I think the change was fully happening, but there wasn’t an awareness. A lot of companies and universities who were still using the image in tutorials, or exams, didn’t really know the story of Lena, and so this documentary highlights that it’s just not the right place for it. And people are saying, “Yep, I’m going to use a different test image because there’s absolutely no reason for us to use this one.” And I think that message was really well received and I think we’ve had over 5,000 pledges on the Losing Lena website. People everywhere in the world are seeing this documentary [and] it’s been on Facebook Watch since November… so anyone can watch it. We’ve been doing a lot of private screenings with companies and universities and doing panels for questions as well, which really adds an anecdotal element to it, also. 

More specifically now, in the last five years what have been some real changes you’ve noticed? 

I think definitely in the last five years gender diversity used to be ‘nice’ to have, it used to be, “Yeah it’d be nice to have women”, but now, more and more, we’re seeing it as a company’s KPI. We’ve seen companies introduce quotas, which is a pretty radical way to address this solution, we’ve seen universities change their whole curriculum just to address this gender diversity issue, so the change is absolutely happening. The problem we do have though, in Australia in particular, is there’s no baseline. No baseline to measure where we’re at currently, so we actually don’t have a concrete standard of how many women are in technical careers in Australia.

A lot of the stats that we have that [we] use to measure the impact are from America, or from elsewhere in the world, so we definitely want to try to get more of an understanding of where we’re at, so we can measure if we’re actually solving it. Because at the moment it’s still anecdotal, and very much self-reported, so companies sometimes share, but not all of them, so it would be great to have that transparency. I think that some companies still feel dread in telling people about the lack of diversity they have, in particular, when it comes to technical teams. We do know that it’s roughly, you know, 20 to 25 per cent of the workforce, but when you start looking predominantly at the software training roles, or the programmer roles, that’s when it becomes smaller and smaller, those numbers.  

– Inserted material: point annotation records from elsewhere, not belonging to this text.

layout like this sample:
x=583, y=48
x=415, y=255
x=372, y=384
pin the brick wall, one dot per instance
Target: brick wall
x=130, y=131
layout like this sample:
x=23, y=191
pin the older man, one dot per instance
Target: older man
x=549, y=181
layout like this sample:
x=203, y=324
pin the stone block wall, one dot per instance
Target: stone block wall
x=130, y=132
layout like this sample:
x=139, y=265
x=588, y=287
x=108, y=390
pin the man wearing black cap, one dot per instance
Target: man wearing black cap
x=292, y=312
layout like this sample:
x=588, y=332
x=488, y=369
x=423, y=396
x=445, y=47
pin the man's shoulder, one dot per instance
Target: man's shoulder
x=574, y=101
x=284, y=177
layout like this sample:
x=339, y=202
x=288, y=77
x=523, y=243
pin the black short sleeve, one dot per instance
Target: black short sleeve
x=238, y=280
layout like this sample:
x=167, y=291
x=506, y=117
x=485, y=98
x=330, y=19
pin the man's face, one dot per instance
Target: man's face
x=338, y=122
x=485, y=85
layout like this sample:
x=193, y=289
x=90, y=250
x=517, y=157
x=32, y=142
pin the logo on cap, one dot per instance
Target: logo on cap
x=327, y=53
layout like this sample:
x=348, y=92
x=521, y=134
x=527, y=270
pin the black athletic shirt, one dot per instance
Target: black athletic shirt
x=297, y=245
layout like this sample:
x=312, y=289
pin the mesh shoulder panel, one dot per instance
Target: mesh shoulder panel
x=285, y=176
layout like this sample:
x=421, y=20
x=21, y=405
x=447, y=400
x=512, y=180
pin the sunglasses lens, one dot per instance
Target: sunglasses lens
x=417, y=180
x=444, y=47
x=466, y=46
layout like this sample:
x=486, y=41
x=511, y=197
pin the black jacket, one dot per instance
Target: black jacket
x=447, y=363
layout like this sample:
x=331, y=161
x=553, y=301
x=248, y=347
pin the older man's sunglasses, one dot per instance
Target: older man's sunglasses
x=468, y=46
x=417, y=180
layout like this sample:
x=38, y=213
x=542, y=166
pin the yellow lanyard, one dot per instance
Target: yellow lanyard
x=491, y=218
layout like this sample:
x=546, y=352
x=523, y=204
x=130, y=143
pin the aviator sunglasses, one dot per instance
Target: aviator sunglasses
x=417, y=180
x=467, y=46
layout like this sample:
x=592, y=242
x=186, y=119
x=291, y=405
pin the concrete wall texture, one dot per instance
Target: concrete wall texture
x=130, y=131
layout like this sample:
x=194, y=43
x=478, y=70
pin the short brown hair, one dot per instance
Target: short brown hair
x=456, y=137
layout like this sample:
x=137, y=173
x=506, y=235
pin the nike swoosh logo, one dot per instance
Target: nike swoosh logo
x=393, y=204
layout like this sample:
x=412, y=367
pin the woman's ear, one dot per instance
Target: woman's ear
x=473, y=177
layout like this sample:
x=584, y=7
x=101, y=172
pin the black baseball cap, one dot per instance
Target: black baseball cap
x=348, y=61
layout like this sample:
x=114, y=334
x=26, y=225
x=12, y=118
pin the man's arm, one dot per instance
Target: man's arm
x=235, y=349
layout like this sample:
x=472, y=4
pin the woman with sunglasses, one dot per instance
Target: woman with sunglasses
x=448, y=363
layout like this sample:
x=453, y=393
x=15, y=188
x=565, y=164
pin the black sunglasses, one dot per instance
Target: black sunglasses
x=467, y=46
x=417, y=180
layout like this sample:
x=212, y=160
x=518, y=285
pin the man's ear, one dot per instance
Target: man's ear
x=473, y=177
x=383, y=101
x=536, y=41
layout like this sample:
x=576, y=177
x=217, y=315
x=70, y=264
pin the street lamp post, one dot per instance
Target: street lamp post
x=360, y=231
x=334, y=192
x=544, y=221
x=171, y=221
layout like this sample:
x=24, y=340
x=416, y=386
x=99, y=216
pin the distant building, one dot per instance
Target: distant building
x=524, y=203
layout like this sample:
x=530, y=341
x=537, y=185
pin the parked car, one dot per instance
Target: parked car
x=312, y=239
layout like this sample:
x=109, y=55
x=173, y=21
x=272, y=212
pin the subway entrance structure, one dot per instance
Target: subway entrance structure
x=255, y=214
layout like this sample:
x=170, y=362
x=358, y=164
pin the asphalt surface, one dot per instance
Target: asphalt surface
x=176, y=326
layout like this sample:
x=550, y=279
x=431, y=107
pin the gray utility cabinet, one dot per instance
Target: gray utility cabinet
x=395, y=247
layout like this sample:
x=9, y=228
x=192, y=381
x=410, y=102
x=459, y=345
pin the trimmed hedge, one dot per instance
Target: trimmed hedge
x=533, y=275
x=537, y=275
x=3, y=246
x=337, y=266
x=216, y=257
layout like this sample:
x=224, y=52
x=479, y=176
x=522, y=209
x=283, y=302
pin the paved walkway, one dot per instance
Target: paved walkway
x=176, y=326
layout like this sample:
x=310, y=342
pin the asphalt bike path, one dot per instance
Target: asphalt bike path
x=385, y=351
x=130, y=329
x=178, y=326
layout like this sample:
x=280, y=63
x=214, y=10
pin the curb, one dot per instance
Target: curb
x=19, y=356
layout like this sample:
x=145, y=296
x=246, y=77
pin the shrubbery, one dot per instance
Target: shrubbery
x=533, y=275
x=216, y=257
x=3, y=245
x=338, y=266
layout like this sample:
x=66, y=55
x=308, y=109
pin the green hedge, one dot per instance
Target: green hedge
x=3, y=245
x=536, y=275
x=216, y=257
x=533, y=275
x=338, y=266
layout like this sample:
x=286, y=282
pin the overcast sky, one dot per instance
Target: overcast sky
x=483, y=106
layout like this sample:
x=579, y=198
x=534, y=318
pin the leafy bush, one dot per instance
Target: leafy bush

Something a bit more philosophical to finish up, if that’s ok. Do you think tech’s contribution to society is a net good? 

So, I’ll be honest, I don’t think that the engineers and the tech companies are making ethics a focus, which is why we’re seeing some pretty horrible things happen, particularly as we’re introducing machine learning and artificial intelligence, we’re just stepping into a world that I think we’re not ready for yet. And I’m worried that ethics should be an absolute key component to curriculums and computer science, but it just doesn’t feel like the people creating these solutions are being exposed [to ethics]. 

My partner is a software engineer and he was just telling me yesterday that his work had a speaker come in, a PhD student, and she was talking about the connection [between] domestic abuse and technology and how a lot of these software platforms have one primary account holder. Or the fact that men are just a little more digitally literate, so, if you’re in a household that can be something that they hold over you, and you don’t have access to your finances, or you don’t have access to the primary account, or permission to gain access. There’s a lot of things we haven’t thought about. And again, I hate to sound like a broken record, but the importance of bringing diversity into these solutions, and the curriculums, is just really important because it’s never one person’s job, to think of all [the] things. But it’s bringing that diversity [and] that’s a beautiful thing.